The depression is still a struggle. Every once in a while I’ll get bursts of energy but I won’t necessarily go days or weeks in a hypomanic state. The last time I saw the doctor, his diagnosis was Bipolar II, with a big question mark over Bipolar I. The difference, from what I gathered, is that Bipolar I’s don’t think rationally and their manic states can last months. Bipolar IIs can at least think rationally and have some sense about consequences to our actions.

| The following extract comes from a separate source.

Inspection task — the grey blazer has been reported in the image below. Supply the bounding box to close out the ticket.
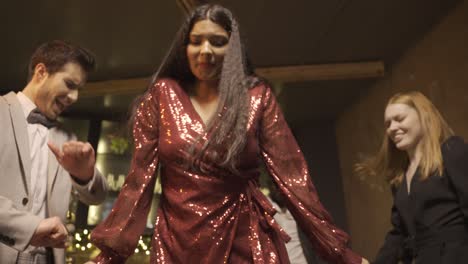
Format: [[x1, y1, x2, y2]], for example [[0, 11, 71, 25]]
[[0, 92, 107, 264]]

You may wonder why I’m sharing this with all of you. Some of you may know or suspect already, and some of you could be complete strangers who don’t care one way or the other. I’ve been pretty open about my life on this blog. Hell, I changed the direction of my writing so it would be more personal.
My reasoning for that is the same reasoning that led me to write and post this. You can get WoW news and analysis anywhere. But this is me. This is who I am. And if there’s just one person out there who reads these types of posts and finds in them a kindred spirit, then I think I’ve done what I set out to do.
I’m bipolar. It’s not simple. It’s not nice. It’s not something I can turn away from and hope it just goes away. And yes, I have my bad days. Sometimes bad weeks. Sometimes even longer. But now that I know what it is, I know how to overcome it, or at the very least cope with it and get on with my life.